É o mês em que se volta aos grande temas sulistas, a saber, o tradicionalismo, o hino rio-grandense, farroupilhas e outras coisas totalmente irrelevantes ao resto do mundo, mas que aqui, por tédio ou traumas, costumam despertar a ira e o contencioso de pessoas que nos outros onze meses do ano até parecem inteligentes. Em setembro costumeiramente essa máscara cai por completo.

De todos os dramas locais, poucos me parecem tão inabordáveis quanto a presença dos dois seguintes versos no refrão em nosso hino, composto, dizem, no ano de 1838.

“Sirvam nossas façanhas / De modelo a toda terra.”

Sob variáveis argumentos que vão desde uma suposta manifesta e atávica arrogância até os argumentos históricos que dão conta da ausência de qualquer façanha, é impressionante o grau de devoção semântica a dois versos de um hino. Pois o raio problematizador do hino consegue ser tão ou mais tacanho que o próprio hino, porque deveria parecer óbvio a qualquer pessoa que os hinos costumam ter o objetivo de exaltar o ânimo pátrio de um povo e não o de aniquilar sua auto-estima ou confrontá-lo em seus exageros.

Há quem inclusive saque do exemplo de como o hino é cantado nos estádios de futebol e pátios escolares, a plenos pulmões, para “comprovar” que somos todos, sem exceção, separatistas ou neonazistas por isso mesmo. Ora, a comprovação final dessa brilhante dedução seria a forma com que se cantaria o hino. Bah.. Tri complexo esse raciocínio..

Acontece que é um hino fácil e efetivamente entusiasmado, muito ao contrário do hino nacional, todo cheio de inversões e apassivamentos que parece até que foi compsto pelo meste Yoda, de Star Wars. E com frases de um entusiasmo fabuloso, como na frase “deitado eternamente em berço esplêndido”. Alguém consegue mesmo ouvir isso sem sentir ganas de amor pela pátria-mãe?

Seja como for, numa demonstração de chatice ímpar, toda essa tradição critica (porque de tanto repetir-se os argumentos já pode ser chamada de tradição) acabou conseguindo o impensável, que é tornar-se tão ou mais impalatável quanto os aspectos mais toscos do culto ao passado, seja o real ou o inventado. Mas esta parece também uma tradição dos gaúchos, essa luta frátria, esse sectarismo doentio.

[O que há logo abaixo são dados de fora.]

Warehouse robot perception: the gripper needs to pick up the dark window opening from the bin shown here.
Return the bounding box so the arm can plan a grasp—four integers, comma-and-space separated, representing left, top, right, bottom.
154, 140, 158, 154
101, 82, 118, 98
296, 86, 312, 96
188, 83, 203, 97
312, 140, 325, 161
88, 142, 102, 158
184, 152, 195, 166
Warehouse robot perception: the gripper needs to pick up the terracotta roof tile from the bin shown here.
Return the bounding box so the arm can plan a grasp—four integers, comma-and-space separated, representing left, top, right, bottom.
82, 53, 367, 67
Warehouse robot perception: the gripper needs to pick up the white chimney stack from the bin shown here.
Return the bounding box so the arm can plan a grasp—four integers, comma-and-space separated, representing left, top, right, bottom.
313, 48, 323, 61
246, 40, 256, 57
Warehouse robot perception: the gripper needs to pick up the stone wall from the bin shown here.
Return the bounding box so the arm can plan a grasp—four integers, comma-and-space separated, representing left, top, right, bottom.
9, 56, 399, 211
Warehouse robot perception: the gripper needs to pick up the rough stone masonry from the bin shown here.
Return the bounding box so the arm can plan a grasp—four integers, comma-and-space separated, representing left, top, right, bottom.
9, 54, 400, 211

Desde 1893, entre republicanos e federalistas tem havido bastante disso por estes pagos. Mas, lá pelo menos, tinha a emoção de um eventual entrevero mais sério ou até uma degola. Agora a briga é no Facebook e, como todas as brigas de Facebook, ridículas e sonolentas. Mas, cada tempo com as suas respectivas façanhas, não é verdade?

Haja saco de ser gaúcho..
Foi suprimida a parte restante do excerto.